Kwak didn’t attend the court hearing yesterday, and he was informed of the verdict at his office. After that, he started a resignation ceremony and apologized for not completing his term.
However, he continued to say he was innocent. He said it was ridiculous to say the money given to Park was related to the election because he gave it nine months after his victory.
“I have been convicted ridiculously, but I believe this case will be a source of hope in the future,” Kwak said.
The former law professor at Korea National Open University served as secretary general of the state-run National Human Rights Commission between 2005 and 2007.
When he declared his candidacy in local elections in June 2010, he was not known as an educator, but he described himself as a liberal who would use innovation to solve the problems of the Korean education system.

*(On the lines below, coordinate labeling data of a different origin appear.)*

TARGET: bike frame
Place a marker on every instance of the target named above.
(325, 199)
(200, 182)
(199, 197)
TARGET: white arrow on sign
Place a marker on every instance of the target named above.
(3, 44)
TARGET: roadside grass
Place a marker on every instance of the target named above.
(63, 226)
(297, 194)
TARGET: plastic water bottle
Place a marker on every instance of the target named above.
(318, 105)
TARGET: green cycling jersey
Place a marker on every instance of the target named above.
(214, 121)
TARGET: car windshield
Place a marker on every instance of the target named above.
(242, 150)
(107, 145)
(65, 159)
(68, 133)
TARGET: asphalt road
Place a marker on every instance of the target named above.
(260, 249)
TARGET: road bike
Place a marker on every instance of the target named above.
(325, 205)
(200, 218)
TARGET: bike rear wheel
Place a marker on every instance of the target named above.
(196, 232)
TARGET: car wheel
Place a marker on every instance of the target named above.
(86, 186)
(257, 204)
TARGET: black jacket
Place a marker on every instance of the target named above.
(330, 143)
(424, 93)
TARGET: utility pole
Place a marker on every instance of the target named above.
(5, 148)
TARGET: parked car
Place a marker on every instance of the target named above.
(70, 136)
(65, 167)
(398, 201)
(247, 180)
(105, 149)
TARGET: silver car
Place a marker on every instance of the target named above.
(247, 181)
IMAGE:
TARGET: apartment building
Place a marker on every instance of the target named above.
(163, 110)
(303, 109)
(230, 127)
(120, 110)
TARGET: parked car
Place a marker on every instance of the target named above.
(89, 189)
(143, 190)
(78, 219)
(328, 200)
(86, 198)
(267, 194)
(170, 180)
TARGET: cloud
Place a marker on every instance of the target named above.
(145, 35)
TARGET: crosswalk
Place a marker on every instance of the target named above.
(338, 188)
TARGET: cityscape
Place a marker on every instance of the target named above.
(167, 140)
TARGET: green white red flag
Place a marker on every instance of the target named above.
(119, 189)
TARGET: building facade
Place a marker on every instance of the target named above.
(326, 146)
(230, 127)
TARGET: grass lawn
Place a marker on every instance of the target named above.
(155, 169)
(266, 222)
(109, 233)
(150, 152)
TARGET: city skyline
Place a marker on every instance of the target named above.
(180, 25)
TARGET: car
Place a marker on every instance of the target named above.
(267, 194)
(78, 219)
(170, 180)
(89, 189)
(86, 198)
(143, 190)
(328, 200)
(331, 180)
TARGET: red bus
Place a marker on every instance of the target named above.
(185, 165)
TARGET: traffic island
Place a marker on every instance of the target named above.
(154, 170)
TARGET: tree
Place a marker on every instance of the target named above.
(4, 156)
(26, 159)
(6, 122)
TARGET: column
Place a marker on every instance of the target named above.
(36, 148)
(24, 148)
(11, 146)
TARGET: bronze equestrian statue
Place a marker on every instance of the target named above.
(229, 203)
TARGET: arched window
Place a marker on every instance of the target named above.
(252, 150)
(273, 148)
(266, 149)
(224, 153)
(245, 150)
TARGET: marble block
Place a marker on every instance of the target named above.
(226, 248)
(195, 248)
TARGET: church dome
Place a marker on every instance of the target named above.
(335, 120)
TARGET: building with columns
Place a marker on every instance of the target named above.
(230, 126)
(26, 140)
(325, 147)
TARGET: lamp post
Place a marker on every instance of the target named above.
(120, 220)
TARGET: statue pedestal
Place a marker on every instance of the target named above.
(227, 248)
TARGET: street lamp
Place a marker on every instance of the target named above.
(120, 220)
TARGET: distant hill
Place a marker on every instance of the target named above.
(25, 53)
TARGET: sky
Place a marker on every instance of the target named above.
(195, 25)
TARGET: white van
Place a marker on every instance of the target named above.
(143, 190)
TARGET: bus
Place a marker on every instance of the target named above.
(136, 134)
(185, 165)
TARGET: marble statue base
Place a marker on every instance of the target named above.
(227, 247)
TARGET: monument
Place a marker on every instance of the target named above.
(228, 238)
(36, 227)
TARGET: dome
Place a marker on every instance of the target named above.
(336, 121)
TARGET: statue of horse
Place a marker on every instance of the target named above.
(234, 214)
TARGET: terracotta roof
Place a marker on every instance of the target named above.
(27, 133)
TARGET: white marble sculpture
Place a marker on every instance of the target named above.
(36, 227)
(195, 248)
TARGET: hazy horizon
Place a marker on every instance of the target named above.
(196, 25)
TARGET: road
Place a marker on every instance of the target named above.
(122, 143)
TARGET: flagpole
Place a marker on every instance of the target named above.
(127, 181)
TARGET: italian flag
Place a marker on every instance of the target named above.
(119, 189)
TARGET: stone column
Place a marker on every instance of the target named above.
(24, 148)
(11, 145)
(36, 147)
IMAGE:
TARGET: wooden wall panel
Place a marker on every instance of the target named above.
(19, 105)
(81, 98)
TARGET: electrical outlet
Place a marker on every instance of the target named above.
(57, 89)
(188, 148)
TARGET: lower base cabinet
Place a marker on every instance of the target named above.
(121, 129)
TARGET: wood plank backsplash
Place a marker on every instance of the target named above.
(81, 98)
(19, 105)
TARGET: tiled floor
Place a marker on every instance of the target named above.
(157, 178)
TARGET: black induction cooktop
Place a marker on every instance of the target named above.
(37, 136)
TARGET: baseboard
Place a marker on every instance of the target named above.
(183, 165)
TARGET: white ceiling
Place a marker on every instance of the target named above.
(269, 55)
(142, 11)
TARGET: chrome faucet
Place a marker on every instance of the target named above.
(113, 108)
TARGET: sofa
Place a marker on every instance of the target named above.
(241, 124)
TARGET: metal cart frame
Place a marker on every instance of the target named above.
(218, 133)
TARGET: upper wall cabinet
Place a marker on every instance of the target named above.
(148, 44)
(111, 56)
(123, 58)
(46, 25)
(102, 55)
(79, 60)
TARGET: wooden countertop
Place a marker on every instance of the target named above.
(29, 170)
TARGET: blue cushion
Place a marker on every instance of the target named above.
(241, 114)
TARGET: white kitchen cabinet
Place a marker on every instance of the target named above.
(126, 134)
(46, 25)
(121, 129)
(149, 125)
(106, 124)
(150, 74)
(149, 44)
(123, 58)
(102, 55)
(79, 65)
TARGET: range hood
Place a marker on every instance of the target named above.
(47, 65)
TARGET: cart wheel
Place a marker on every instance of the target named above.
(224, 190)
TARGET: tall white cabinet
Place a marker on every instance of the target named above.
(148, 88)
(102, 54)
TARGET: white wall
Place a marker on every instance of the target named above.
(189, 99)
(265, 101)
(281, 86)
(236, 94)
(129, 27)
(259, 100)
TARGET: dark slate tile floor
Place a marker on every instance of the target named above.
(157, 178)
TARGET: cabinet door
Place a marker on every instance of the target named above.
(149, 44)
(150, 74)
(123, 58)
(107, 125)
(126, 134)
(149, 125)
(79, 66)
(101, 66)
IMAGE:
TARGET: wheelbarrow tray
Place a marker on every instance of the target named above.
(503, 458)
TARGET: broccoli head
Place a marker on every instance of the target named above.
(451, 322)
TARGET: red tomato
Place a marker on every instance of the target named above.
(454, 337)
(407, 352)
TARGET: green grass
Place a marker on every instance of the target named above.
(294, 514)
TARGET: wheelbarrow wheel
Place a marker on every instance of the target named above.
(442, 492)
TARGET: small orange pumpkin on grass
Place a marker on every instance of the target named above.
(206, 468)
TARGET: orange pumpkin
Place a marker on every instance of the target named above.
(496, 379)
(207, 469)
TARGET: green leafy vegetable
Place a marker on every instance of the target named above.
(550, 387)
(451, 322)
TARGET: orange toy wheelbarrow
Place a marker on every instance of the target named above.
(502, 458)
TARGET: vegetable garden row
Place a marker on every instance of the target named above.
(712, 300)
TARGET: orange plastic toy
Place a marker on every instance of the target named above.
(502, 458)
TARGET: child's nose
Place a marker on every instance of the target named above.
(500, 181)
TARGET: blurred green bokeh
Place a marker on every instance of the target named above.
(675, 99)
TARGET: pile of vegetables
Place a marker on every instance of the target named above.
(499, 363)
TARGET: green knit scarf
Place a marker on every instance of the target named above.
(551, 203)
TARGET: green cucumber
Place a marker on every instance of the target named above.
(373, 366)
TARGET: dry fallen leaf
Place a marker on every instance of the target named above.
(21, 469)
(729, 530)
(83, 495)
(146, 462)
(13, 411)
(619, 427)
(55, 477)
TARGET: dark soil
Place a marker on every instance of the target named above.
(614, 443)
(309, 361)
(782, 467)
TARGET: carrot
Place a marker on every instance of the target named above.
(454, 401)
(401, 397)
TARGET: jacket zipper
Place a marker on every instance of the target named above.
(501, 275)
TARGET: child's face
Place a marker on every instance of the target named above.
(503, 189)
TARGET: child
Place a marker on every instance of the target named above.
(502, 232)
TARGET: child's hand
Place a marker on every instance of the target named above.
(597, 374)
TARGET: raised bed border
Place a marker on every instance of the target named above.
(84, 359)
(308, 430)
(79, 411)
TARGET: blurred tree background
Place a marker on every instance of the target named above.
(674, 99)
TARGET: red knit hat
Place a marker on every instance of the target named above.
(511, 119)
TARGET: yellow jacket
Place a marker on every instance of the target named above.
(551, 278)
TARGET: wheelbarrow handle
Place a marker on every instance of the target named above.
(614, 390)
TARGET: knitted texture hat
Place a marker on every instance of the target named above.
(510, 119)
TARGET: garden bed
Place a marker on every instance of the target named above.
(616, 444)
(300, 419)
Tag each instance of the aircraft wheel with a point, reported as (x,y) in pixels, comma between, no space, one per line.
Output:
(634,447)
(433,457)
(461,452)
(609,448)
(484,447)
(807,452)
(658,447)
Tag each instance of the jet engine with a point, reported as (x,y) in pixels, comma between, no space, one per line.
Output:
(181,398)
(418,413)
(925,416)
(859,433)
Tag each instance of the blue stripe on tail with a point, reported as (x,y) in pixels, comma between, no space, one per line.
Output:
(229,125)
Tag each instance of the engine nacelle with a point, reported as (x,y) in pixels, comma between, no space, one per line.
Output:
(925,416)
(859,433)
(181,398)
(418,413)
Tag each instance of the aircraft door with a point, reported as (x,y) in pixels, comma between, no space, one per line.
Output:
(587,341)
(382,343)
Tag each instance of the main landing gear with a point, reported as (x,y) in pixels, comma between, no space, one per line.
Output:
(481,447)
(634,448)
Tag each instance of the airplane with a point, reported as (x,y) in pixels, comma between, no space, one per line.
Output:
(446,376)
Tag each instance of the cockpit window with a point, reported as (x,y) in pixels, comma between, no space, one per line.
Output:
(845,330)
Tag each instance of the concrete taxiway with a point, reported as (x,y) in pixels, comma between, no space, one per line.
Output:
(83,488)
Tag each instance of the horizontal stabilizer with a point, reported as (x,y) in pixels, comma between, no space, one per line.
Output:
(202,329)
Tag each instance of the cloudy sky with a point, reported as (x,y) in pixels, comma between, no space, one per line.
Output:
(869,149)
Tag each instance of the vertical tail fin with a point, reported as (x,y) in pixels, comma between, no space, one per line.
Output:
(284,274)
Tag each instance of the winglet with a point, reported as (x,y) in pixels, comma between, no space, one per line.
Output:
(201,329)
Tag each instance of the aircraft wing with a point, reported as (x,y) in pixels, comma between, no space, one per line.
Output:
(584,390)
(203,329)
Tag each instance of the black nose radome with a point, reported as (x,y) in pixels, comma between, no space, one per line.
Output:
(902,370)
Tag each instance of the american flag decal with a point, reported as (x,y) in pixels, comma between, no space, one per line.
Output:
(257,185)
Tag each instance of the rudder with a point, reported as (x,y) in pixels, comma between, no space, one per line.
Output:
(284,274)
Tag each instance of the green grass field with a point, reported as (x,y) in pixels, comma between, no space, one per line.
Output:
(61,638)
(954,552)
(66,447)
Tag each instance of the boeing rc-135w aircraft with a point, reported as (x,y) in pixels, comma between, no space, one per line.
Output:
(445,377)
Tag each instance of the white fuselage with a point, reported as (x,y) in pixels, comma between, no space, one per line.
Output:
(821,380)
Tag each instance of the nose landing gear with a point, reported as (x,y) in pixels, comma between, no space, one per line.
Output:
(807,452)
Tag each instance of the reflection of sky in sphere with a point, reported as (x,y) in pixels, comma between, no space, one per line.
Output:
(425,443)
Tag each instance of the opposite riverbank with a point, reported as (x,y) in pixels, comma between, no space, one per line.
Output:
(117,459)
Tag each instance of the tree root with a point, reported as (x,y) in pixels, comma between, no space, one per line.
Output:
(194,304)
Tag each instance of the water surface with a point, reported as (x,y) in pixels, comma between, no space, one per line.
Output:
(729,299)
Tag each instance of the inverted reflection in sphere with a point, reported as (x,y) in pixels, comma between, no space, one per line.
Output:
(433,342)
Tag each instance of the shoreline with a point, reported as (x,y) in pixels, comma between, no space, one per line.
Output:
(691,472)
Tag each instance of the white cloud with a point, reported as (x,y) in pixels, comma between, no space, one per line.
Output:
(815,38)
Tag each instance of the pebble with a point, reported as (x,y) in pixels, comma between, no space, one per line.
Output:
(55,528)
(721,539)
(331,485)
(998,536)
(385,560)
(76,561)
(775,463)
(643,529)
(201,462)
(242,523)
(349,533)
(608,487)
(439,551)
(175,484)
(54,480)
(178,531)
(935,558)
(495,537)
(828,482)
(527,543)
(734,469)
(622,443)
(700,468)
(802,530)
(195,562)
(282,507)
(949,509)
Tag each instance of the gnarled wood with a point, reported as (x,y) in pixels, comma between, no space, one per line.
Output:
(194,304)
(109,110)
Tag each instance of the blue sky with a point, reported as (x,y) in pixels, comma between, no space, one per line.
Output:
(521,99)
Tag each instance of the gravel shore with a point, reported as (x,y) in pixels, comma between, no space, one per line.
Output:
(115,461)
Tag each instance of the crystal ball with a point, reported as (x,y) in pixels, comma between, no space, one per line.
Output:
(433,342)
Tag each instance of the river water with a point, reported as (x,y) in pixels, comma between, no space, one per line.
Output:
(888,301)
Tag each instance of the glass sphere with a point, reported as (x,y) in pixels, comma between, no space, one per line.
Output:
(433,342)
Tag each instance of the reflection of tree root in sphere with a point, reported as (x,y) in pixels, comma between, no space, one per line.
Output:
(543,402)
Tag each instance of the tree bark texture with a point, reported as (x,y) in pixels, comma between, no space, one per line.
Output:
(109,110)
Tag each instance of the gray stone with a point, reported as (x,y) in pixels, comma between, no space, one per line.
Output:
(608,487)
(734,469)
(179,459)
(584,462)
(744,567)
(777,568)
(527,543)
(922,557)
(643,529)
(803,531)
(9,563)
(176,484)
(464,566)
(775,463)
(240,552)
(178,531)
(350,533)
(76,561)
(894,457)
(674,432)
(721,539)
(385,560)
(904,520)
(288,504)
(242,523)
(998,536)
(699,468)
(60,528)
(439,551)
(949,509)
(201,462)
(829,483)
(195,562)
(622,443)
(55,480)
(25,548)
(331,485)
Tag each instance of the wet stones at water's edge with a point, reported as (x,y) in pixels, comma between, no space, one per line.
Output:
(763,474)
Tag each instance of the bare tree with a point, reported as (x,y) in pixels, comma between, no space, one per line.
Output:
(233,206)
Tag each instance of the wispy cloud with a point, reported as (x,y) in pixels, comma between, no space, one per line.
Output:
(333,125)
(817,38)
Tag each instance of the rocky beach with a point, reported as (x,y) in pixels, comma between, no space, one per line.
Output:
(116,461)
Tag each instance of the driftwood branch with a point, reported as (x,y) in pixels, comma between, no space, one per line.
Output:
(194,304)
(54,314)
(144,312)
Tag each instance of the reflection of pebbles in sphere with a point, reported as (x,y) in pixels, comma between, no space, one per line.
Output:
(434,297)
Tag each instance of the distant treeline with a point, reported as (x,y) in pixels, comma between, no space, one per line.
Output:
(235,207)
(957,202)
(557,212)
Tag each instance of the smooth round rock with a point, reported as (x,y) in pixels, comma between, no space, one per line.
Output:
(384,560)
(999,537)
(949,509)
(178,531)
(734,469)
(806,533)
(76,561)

Park was a strong rival, and he gave up his candidacy two weeks before the election. Kwak beat a conservative ruling party candidate by a narrow margin of about 1.1 percentage points.
During his 27 months in the job, Kwak pushed a string of controversial education polices such as abolishing corporal punishment at all schools, free lunches for all students and founding so-called “innovative schools,” a new kind of public school that focuses on debate-centered classes and extracurricular activities.
He clashed with conservatives in the Ministry of Education, Science and Technology and former Seoul Mayor Oh Se-hoon, who especially condemned Kwak’s free school lunch scheme.
Conservative teachers and educators were delighted by yesterday’s ruling. Some even convened a press conference in front of the Supreme Court and said they welcomed the ruling and demanded that the Seoul education office “stop or abolish all of Kwak’s pledges immediately.”
The ruling Saenuri Party’s spokesman Shin Ui-jin said in a statement that the ruling was no surprise and that Kwak has destroyed Seoul’s education policies.
Kwak filed an appeal with the Constitutional Court, saying that the Public Official Election Act, which he is convicted of violating, is unconstitutional. If the Constitutional Court rules that it is, Kwak will be able to apply for a retrial.
Kim Chil-jun, an attorney for Kwak, said he feels sorry about the ruling.